Test No. 25 welded the intermediate layer (Ni+30C+20
Since a welding material for forming an intermediate layer having a value of N)/(Cr+Mo) exceeding 0.70 was used, cracks occurred in the layer immediately above the intermediate layer, and cracks also occurred in the side bending test.

Furthermore, in the joint tensile test, the weld metal broke and there was also a problem with the strength.

[Effects of the Invention] As described above, the present invention provides 1. In welding stainless steel or nickel-based alloy clad steel, first welding the clad side with a welding material normally used for welding the materials together;
Next, an intermediate layer is formed using a welding material with a specific composition range on top of the composite weld metal, and then the base metal side is welded to the final stage with a welding material for the base metal, so that the deformation is minimal and the welding material is welded to the base metal. It makes it possible to economically and efficiently obtain extremely sound welds with the same or better properties,
This makes a wide range of stainless clad steels or nickel-based alloy clad steels truly economical steels.

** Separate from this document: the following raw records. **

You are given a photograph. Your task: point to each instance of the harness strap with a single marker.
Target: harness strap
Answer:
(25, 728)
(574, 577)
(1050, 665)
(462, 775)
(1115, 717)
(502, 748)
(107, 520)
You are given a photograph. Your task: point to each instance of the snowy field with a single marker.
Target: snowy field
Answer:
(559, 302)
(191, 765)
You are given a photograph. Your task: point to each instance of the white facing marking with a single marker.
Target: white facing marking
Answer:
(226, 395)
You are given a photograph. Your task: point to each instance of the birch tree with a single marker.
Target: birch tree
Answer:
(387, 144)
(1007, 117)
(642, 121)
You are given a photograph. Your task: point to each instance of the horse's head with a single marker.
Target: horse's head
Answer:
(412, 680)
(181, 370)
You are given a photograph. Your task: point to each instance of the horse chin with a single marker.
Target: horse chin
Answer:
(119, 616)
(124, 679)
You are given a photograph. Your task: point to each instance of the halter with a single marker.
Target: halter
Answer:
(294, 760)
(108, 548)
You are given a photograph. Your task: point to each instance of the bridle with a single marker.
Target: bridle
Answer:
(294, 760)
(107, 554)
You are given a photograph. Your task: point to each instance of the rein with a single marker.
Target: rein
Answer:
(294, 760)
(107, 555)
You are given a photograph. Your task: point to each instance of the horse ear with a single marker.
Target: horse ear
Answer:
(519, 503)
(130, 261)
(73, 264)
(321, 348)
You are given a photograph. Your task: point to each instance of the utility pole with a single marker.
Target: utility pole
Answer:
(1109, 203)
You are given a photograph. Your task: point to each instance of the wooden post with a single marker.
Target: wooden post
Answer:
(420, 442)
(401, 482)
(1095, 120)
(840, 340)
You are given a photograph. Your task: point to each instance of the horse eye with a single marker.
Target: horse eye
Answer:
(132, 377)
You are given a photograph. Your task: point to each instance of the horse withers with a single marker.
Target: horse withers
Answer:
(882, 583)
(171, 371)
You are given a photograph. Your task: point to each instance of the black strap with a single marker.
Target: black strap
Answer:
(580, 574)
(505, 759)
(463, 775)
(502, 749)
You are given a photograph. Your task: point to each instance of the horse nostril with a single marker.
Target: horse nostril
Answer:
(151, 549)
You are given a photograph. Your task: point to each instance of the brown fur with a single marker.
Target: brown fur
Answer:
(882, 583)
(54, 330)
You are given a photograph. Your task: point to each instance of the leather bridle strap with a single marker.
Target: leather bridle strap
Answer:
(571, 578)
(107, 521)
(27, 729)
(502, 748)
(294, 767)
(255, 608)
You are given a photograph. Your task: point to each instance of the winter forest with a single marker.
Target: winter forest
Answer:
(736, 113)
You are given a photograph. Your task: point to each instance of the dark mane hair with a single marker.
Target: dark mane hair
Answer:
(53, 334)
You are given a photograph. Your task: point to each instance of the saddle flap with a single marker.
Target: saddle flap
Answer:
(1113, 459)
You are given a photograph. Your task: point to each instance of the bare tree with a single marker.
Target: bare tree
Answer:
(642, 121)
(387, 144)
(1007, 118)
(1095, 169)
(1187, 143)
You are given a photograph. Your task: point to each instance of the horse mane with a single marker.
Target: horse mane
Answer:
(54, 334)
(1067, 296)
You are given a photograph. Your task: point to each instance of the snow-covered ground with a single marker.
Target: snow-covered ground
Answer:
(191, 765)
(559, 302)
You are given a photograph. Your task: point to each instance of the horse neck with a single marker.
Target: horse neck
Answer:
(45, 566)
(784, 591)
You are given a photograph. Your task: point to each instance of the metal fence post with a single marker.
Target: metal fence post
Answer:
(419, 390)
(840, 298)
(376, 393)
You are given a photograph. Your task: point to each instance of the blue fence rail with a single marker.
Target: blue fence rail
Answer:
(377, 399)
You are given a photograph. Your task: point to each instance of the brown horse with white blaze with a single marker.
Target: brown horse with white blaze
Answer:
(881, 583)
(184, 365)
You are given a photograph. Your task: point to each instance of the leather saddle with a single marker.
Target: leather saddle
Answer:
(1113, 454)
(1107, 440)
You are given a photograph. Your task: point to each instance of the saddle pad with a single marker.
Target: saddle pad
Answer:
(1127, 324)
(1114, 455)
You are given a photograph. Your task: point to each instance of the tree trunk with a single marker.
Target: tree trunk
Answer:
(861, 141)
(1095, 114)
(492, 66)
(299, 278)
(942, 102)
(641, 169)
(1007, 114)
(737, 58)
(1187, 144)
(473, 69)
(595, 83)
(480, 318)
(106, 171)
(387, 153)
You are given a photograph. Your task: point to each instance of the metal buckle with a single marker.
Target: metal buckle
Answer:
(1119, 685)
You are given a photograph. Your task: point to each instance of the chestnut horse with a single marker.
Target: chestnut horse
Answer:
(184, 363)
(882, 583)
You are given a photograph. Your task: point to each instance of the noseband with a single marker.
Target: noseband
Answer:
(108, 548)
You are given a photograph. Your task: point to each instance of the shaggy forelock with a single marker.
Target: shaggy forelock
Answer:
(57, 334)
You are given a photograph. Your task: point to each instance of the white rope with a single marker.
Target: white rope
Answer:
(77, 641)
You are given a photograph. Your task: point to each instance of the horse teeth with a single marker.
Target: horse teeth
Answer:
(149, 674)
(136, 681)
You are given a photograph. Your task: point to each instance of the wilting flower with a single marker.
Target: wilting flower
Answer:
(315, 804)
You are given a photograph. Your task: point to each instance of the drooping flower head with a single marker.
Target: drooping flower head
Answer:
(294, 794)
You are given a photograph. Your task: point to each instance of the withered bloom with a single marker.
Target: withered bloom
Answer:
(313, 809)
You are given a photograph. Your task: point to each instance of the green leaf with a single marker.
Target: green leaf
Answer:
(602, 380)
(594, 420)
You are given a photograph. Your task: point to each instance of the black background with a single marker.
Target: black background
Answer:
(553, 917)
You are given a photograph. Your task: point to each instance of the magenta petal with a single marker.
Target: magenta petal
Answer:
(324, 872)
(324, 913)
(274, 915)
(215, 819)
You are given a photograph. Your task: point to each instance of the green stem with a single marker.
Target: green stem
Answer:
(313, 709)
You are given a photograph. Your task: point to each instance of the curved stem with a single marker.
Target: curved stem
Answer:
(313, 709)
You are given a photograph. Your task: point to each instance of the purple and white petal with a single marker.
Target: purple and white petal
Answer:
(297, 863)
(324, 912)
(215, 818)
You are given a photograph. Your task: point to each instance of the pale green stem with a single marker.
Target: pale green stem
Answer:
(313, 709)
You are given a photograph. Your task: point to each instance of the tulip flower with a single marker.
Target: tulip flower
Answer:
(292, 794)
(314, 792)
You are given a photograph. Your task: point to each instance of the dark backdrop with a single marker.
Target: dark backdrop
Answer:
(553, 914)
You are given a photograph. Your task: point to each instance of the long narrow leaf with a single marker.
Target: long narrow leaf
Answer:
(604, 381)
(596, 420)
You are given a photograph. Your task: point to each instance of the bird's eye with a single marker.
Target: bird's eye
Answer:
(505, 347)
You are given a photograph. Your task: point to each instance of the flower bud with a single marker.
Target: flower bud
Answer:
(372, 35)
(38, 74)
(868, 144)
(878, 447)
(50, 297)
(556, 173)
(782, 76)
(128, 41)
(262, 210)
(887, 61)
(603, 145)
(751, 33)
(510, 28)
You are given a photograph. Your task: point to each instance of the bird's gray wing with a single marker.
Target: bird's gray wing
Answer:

[Brief explanation of the drawing]

Figures 1 (a), (b), (c), and (d) are illustrations of the welding method of the present invention, and Figures 2 (a), (b), and (c) are illustrations of the conventional welding method from the base metal side. Figures 3(a), 3(b), and 3(c) are explanatory diagrams of the conventional welding method from the composite material side. 1: Composite material, 2: Base material, 3: Composite weld metal, 4: Intermediate layer,
5: Base metal side weld metal. Patent applicant Nippon Steel Corporation

Claims (1)

[Claims] When welding clad steel with mild steel or low alloy steel as the base material and stainless steel or nickel-based alloy as the composite material, the cladding side is first welded with a welding material for the composite material, and then the composite weld metal is welded. On top of that, Cr20-30% in weight%, Mo2
~4.5%, Ni4~13%, C0.06% or less, N0
．． 20% or less and (Ni+30C+20N)/(Cr
+Mo) is in the range of 0.20 to 0.70, and the balance is Fe
A method for welding clad steel, characterized by forming an intermediate layer by welding one or more layers with a welding material containing unavoidable impurities, and then welding the base metal side with the welding material for the base metal.